Just about everything went right Saturday night. The new-look Mets lineup saw replacements Michael Conforto and Kirk Nieuwenhuis get four-hit games, import Kelly Johnson get two – including a homer – and struggling slugger Lucas Duda crack two long balls. The only thing we could have hoped for and didn’t get was a breakout for Kevin Plawecki. Instead, the backstop was the only hitter in the lineup not to get a hit, although he did reach base twice with a walk and a hit by pitch.
Plawecki has a .587 OPS for the year and in the month of July, he has a .591 mark with a .300 BABIP. For the season he has a 21.6 K% while delivering just 2 HR in 204 PA. If you just saw him set up in the batter’s box, you’d think he was a hitter. He looks good at the plate. But no matter how you slice it, the results simply haven’t been there for the guy considered one of the top catching prospects in the game.
It’s tough being a young catcher in the majors, where your top priority, by far, is to handle the pitching staff. To the best of my knowledge, there have been no complaints about Plawecki defensively. But it seems at least reasonable to ask if that’s because everyone is too busy about complaining about something else. All we hear about is the injuries, or veterans in the lineup not delivering, or what Terry Collins is doing in the dugout or why can’t Sandy Alderson do something.
But now that Alderson has done something and the lineup doesn’t appear to be one giant sinkhole – will Plawecki continue to get a free pass on both sides of the game?
To make things even worse for the rookie catcher, Travis d’Arnaud made his first rehab start on Saturday, going 1-for-3 in Binghamton after losing a couple of potential games in Florida due to rain.

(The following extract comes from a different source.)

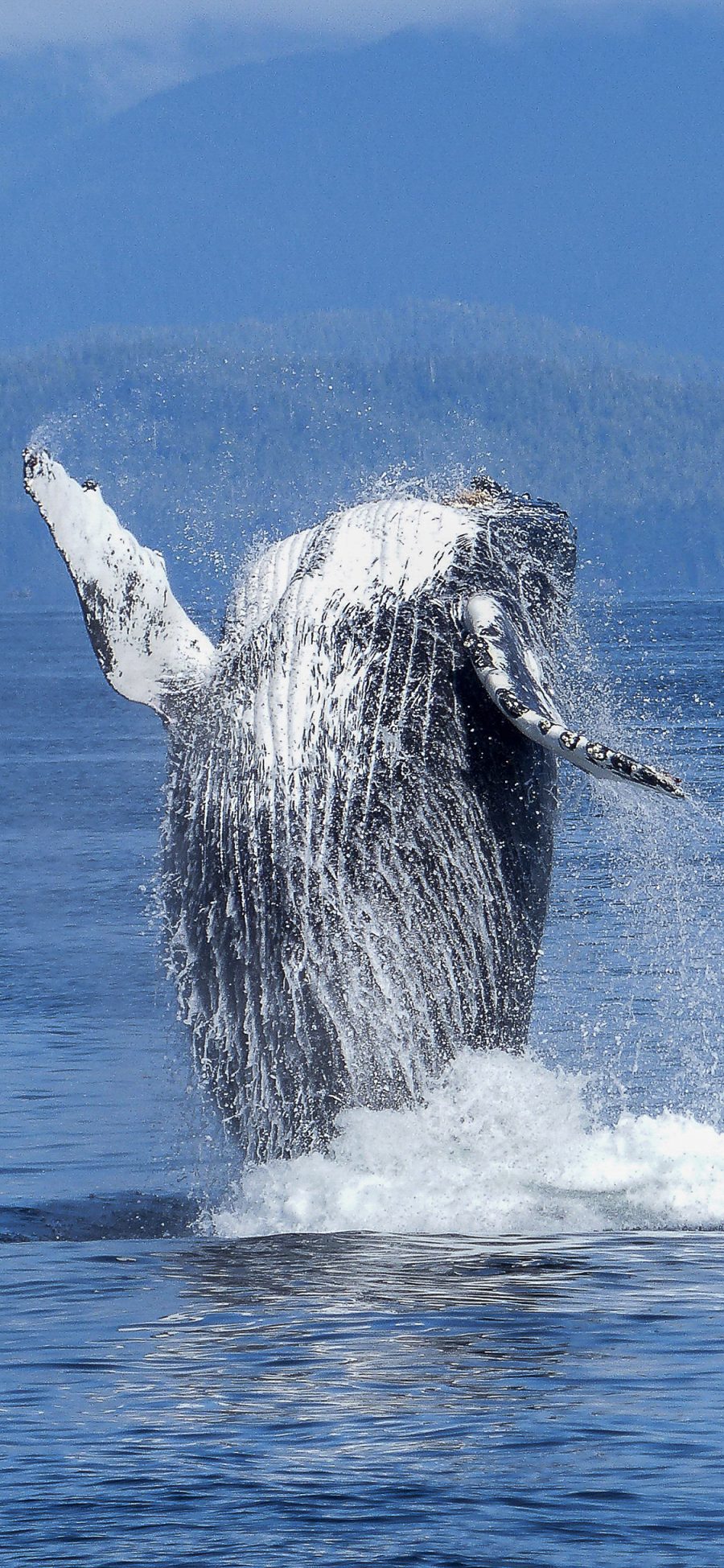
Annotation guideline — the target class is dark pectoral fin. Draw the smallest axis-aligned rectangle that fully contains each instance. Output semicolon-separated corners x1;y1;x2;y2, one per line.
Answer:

He’ll need at least a couple of more rehab games but it seems obvious that d’Arnaud will be here sooner rather than later. And this time, Plawecki will be the one who gets sent down.
And let’s be honest, New York and the majors isn’t the first level where Plawecki didn’t hit. In parts of two seasons at Triple-A, Plawecki has a .270/.325/.402 line. Our translation shows that as the equivalent of a .263 OBP and a .265 SLG in the majors. So, as poorly as Plawecki has hit in the majors, it’s been better than what he’s done in Las Vegas.
Because of the demands of the job defensively, it’s normal for a catcher’s offensive growth to follow a different path than other hitters. It’s common for catchers to face stops and starts offensively in the minors. Prospect maven John Sickels has coined the term, “Young Catcher Stagnation Syndrome” for top catching prospects who hit a wall in the minors.
Perhaps Plawecki is suffering through this and just has the misfortune of having half of his stagnation year play out in the majors.
The stagnation label is not necessarily a career killer. Sickels wrote about it in regards to John Buck following his 2003 season in the minors. And Buck went on to enjoy an 11-year career in the majors, including an All-Star season in 2010.
Right now the fans are counting down the days to d’Arnaud’s return, when we’ll be able to replace another lineup dud. The hope for the Mets coming into 2015 was that while the lineup didn’t have any stars, it didn’t have any sinkholes, either. The Mets scored 15 runs off a rookie pitcher Saturday because three season-long sinkholes were replaced by guys who went 10-14 with 8 runs scored and 6 RBIs, a reminder that it’s good not to make outs.
And Plawecki still has a chance to help the 2015 Mets. While his debut has been less than stellar, it’s still possible that he gets dealt if Alderson is able to trade for an impact bat. Perhaps Plawecki would perform best wearing Rockies purple.